Their 10:30am set at Doug Fir Lounge, part of KEXP’s live broadcast, was certainly odd for band and audience alike — this is a band to be listened to at night time and, for this reason, I simply preferred to see this morning set as an extension of last night’s activities. Their set began late because of their extensive sound check but it was well worth the wait. Frontman Faris Badwan, dressed all in black and standing over six feet tall with enveloping jet black hair and round sunglasses, led the band through a set of dark, driving, 80’s drenched shoegaze that never lacked structure or melody.

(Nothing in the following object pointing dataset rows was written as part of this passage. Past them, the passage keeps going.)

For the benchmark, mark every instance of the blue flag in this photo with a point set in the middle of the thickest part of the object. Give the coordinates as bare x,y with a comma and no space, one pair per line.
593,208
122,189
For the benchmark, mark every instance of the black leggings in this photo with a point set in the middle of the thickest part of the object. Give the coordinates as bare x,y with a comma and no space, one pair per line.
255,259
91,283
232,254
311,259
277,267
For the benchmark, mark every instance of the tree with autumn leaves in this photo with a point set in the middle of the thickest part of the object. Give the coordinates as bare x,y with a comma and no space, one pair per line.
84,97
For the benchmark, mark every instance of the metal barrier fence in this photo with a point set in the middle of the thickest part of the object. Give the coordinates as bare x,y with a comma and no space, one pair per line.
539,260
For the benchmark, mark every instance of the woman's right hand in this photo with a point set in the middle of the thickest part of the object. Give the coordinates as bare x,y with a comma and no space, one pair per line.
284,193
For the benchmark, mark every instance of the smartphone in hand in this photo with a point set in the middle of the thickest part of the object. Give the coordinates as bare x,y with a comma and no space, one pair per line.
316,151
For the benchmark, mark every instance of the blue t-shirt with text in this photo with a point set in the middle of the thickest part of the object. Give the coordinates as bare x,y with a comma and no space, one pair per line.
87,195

Badwan’s lyrics are often short, repeated, simple phrases such as “I can see through you” or “When you wake up, you will find me.” These snippets are vague yet, sung in Badwan’s croon (at times, he sounds a bit like Julian Plenti from Interpol, an influence I’m thinking The Horrors would not deny), these phrases are without context which allows the listener to easily identify and relate.

Their new album is tremendous but, as a result of the production and epic nature of the songs, I’d always felt a bit detached as a listener, like I was listening to a band I would never see — their album makes them sound like a huge band, a compliment to The Horrors who produced Skying themselves at their self-built London studio. Live, however, it was enlightening and refreshing to see the songs as separate parts that make a whole. A live setting gave the songs personality and they flat out sounded incredible. Catch them tonight at Dante’s at a more fitting hour. Their set starts at midnight.